The Office of the Maine Attorney General will receive about $30,000 from a national $10 million settlement over an improper mortgage processing test that inadvertently withdrew more than $2 billion from mortgage holders.
ACI Payments, a subsidiary of ACI Worldwide Corp., is a payment processor for third-party clients, including mortgage servicers, the attorney general’s office said in a statement Tuesday. One of those clients was Nationstar Mortgage, known publicly as Mr. Cooper. ACI was testing an automatic check clearing software on April 23, 2021, when it mistakenly submitted live Mr. Cooper consumer data into the system. That resulted in ACI erroneously attempting to withdraw mortgage payments from hundreds of thousands of customers named Mr. Cooper on a day that was not authorized or expected.
While the vast majority of withdrawals did not ultimately go through or were reversed, 1.4 million transactions totaling $2.3 billion were processed, affecting 477,000 Mr. Cooper customers.

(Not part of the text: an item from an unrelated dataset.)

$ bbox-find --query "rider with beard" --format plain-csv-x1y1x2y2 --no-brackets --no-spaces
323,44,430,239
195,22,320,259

Impacted consumers have received restitution from ACI and through other related settlements.
“Institutions that withdraw directly from our bank accounts for critical expenses like mortgages hold extreme power and must be held to accordingly high standards,” said Maine Attorney General Aaron Frey, who was one of 50 attorneys general participating in the investigation and settlement. “This settlement is the culmination of partnership with the Maine Bureau of Consumer Credit Protection, and I am proud to have collaborated with them to protect Mainer’s financial assets.”
The settlement also requires ACI to take steps to avoid any future incidents, including requiring ACI to use artificially created data rather than real consumer data when testing systems or software, and requiring ACI to segregate any testing or development work from its consumer payment systems.